WisdomTree is facing a revolt from its biggest shareholder over the firm's "dismal performance", which is attempting to topple its CEO and chair.
Graham Tuckwell is chair of ETFS Capital, which holds an 18.3% stake in the firm, and accused the firm of failing to provide necessary management oversight, resulting in "massive stockholder value destruction".
In a letter to WisdomTree's board yesterday (12 April), Tuckwell noted that since the firm acquired the ETFS ETC business in 2018, its total stockholder return had been -34%, compared to a positive return of 34% for the Russell 2000 index and 51% for ETF provider BlackRock.
He argued the firm had "repeatedly refused to engage" since last year, noting ETFS had made various suggestion to improve operations and decision making at the firm.
Instead, WisdomTree has reinstated its stockholder rights plan, which he described as a "poison pill" and further enhanced its "already generous" executive severance plan, which Tuckwell described as "the actions of a board [which] is afraid to be held to account by its stockholders".
The firm's executive severance plan would allow eight executives to receive up to $25m if their contracted are terminated, with the firm's CEO Jonathan Steinberg receiving $9m alone.
Tuckwell instead argued WisdomTree needed "a new plan, with improved execution and greatly enhanced board oversight".
This would mean focusing on achieving operational efficiency and its core ETF business, while re-evaluating "all capital allocation decisions" including WisdomTree Prime, he said.
Unveiled in January last year, WisdomTree Prime is a digital wallet that allows users to invest in digital assets, such as cryptocurrency or blockchain products.
Tuckwell pointed to three directors he saw as undermining attempts to change the firm: Frank Salerno (chair of the board and compensation committee), Win Neuger (chair of the nominating and governance committee), and Anthony Bossone (chair of the audit committee).
In a response to Tuckwell's letter yesterday, WisdomTree chair Salerno said Tuckwell was attempting to "take control" of the firm by demanding the resignation of the directors.
Salerno said the firm viewed the demands as "unjustified and an unwarranted risk to our stockholders", adding the board had seen a "significant level" of refreshment in recent years.
He accused Tuckwell of asking for "a blank check to change the composition of the board to suit his own preferences" and that he was putting "his own personal agenda above the interests of all WisdomTree stockholders".

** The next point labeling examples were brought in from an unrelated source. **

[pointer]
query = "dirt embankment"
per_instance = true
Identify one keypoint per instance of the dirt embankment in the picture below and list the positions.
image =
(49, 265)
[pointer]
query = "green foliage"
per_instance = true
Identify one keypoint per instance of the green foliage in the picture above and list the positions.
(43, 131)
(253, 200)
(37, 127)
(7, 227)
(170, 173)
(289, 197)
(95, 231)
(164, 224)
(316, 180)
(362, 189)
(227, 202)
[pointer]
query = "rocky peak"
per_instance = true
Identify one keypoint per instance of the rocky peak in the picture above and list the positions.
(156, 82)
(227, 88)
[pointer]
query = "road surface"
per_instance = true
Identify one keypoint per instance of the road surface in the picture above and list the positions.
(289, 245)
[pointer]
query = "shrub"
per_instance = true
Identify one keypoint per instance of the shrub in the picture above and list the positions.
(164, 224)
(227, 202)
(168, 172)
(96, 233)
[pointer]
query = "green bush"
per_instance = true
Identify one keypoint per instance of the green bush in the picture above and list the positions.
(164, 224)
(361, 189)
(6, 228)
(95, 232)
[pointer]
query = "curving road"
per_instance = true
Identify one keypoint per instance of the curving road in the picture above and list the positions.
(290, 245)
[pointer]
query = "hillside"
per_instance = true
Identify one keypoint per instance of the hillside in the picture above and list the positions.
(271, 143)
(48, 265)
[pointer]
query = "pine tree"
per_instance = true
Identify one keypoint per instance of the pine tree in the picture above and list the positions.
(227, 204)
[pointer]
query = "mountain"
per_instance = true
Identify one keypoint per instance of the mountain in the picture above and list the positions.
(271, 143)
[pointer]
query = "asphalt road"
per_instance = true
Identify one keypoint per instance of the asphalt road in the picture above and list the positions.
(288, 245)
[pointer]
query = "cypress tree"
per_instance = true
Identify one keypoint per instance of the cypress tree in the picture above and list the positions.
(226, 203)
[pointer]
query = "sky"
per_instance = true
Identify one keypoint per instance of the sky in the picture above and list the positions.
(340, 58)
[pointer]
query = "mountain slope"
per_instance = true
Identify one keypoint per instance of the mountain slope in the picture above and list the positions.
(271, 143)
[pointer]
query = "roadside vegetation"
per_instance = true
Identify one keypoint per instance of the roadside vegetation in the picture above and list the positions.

In his letter, Tuckwell said the board needed "further change (but not by way of individuals cherry-picked by the long-tenured directors)".
He said ETFS would be nominating "three highly qualified director candidates" - Bruce Aust, Tonia Pankopf and himself - at WisdomTree's annual general meeting later this year.
"We strongly believe that these individuals, if elected, would bring much-needed governance, capital allocation and operational expertise, as well as a stockholder perspective to WisdomTree's boardroom," he concluded.
This week, UBS upgraded WisdomTree to ‘buy' and raised the firm's 12-month share price target to $8 from $6.